Причем сказал он не раздумывая и как-то удивленно посмотрел на меня. Я в этом разговоре не понял правоты подобных суждений, но ныне она кажется мне все более очевидной. Он понимал совесть и добро не как личные сердечные чувства, к которым, возможно, не был способен, а как закон. Закон пусть временами и неприятный, но неоспоримый, раз данный, с рождения, вместе со способностью дышать, возвышающийся над чувствами, высокими ли, низменными ли. Лишь позднее я понял, как опасно иное понимание совести и добра по сердцу, добра и совести, эгоистически приятных, ставящих незыблемые ценности человека в зависимость от личных качеств, душевной зрелости и преходящих эмоций. К такой совести по сердцу способны лишь немногие
Тогда же, после разговора, у меня остался на душе неприятный осадок, разочарование мое в Жукове вызвало к нему раздражение. Он же, будучи натурой грубой и простой, не замечал этого и по-прежнему обращался ко мне с вопросами или с просьбой о помощи в учебе. Я в свое время окончил строительный факультет металлургического техникума, и хотя кончил его по нужде, а не по любви, тем не менее математику я знал неплохо. Жуков же поставил себе задачу получить образование, и в математике я ему помогал. Усваивал он материал тяжело, но с какой-то вдохновенной, наивной радостью, как глухонемой, который вдруг слышит смутные, неясные шумы и из этих шумов у него начинают складываться его собственные членораздельные звуки речи. Эта чрезмерная наивная радость познания, к несчастью, направила его энергию по ложному пути. Жуков увлекся изобретательством, приняв элементарные познания в физике и механике за необычные озарения. Подобные искажения букварных познаний в литературе именуются графоманией.
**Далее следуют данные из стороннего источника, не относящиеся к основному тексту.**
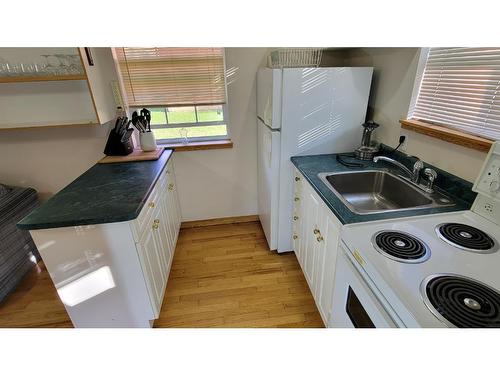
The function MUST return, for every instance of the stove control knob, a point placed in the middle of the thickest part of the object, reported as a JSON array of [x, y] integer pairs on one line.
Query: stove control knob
[[494, 186]]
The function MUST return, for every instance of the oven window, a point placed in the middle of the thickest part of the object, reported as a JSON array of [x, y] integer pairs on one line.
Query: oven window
[[358, 315]]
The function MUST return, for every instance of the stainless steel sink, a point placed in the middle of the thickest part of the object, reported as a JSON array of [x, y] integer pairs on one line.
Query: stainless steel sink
[[366, 192]]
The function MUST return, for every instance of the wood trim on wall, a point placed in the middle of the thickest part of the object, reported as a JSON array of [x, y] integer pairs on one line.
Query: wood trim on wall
[[222, 220], [196, 146], [448, 135]]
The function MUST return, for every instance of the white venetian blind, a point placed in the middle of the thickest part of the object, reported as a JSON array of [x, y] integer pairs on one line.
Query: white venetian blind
[[460, 89], [160, 76]]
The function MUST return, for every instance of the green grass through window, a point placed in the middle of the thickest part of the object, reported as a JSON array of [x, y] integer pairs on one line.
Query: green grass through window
[[181, 115]]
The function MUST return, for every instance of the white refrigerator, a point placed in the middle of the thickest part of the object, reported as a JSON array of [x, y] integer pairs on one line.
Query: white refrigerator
[[302, 111]]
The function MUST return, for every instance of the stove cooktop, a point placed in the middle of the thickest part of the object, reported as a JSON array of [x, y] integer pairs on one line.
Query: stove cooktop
[[434, 270]]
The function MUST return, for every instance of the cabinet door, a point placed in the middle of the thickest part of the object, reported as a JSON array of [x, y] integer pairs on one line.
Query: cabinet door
[[311, 206], [150, 262], [173, 205], [298, 217], [163, 236], [327, 271]]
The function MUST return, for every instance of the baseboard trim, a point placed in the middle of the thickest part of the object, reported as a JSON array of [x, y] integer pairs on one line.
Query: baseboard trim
[[219, 221]]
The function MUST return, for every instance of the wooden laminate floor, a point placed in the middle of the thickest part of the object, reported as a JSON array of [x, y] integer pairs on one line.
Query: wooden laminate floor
[[221, 276]]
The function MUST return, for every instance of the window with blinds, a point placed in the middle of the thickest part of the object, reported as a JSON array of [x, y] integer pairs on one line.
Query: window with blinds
[[460, 89], [184, 88], [172, 76]]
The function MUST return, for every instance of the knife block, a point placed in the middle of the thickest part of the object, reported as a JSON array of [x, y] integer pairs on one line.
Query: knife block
[[118, 144]]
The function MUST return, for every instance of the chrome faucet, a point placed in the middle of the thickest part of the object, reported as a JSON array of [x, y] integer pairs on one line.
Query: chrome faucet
[[414, 175]]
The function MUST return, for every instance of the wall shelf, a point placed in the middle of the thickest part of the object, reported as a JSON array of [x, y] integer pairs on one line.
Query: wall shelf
[[16, 79]]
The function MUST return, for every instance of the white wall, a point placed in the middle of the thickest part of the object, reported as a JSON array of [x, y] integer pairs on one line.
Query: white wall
[[223, 183], [50, 158], [212, 183], [394, 74]]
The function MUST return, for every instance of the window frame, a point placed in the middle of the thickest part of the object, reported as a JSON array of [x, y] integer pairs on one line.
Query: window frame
[[166, 141], [438, 130]]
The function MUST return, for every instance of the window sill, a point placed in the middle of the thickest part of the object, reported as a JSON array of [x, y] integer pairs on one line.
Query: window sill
[[197, 146], [448, 135]]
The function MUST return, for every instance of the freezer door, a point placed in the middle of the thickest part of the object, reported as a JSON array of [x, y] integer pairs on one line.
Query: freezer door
[[269, 96], [268, 181]]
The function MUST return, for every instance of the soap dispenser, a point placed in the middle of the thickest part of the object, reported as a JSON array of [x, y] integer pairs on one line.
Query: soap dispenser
[[368, 148]]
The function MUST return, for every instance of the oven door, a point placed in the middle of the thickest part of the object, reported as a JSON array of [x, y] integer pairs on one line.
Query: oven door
[[354, 304]]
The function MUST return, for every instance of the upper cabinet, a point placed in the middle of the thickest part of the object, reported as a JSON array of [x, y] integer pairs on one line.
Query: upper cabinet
[[42, 87]]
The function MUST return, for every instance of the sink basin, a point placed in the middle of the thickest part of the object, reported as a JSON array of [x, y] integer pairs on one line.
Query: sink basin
[[367, 192]]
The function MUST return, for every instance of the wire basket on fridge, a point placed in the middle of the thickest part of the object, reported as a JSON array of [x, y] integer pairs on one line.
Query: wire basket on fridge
[[295, 57]]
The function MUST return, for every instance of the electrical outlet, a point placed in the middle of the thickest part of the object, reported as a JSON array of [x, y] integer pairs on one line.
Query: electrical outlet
[[487, 208], [404, 145]]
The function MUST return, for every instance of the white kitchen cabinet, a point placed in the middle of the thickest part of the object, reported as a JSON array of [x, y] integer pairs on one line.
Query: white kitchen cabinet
[[317, 232], [115, 274], [59, 100]]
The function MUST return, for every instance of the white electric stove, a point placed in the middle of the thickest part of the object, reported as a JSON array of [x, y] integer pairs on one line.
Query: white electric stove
[[438, 270]]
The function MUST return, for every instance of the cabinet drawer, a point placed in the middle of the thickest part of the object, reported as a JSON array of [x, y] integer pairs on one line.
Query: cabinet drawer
[[152, 204]]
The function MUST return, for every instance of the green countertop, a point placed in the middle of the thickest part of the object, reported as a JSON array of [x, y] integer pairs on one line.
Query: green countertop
[[310, 166], [106, 193]]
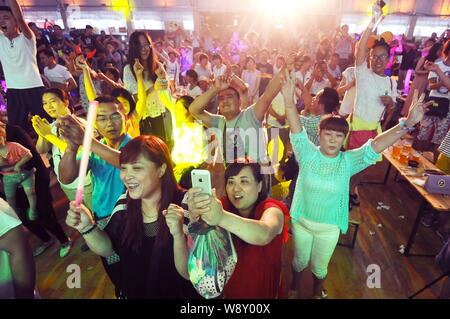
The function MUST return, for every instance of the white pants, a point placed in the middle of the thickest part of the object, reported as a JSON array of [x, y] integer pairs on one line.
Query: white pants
[[314, 243]]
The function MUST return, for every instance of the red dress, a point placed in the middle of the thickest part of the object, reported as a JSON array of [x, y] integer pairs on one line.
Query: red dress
[[258, 270]]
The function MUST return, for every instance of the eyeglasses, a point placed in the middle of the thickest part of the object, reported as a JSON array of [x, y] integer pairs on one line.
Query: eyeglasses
[[103, 120], [379, 57], [145, 46]]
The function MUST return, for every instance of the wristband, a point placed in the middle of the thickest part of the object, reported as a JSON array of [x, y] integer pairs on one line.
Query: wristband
[[402, 122], [89, 230]]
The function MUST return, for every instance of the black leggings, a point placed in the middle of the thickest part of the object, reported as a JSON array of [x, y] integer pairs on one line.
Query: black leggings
[[46, 214]]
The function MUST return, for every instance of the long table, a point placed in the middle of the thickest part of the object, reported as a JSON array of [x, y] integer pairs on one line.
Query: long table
[[440, 203]]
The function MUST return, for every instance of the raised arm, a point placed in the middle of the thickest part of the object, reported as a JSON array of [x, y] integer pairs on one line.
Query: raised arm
[[288, 91], [198, 106], [174, 218], [263, 103], [361, 49], [18, 15], [415, 115], [255, 232], [82, 220], [142, 93], [88, 83]]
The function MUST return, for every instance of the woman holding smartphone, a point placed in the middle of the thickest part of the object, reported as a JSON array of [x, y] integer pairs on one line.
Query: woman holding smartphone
[[145, 227], [258, 226]]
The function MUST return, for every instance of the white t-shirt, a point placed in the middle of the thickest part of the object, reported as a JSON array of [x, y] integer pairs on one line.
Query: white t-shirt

В технике оно, возможно, встречается реже, но тем не менее также довольно распространено. Это одно из опасных побочных явлений зачаточной духовной зрелости. Все свободное время Жуков чертил какие-то конструкции, трубы, зубчатые сцепления Причем делал он это не совсем бескорыстно и по вдохновению, а интересовался и у меня, и у нашего «воспитателя» Юрия Корша, как оплачиваются изобретения.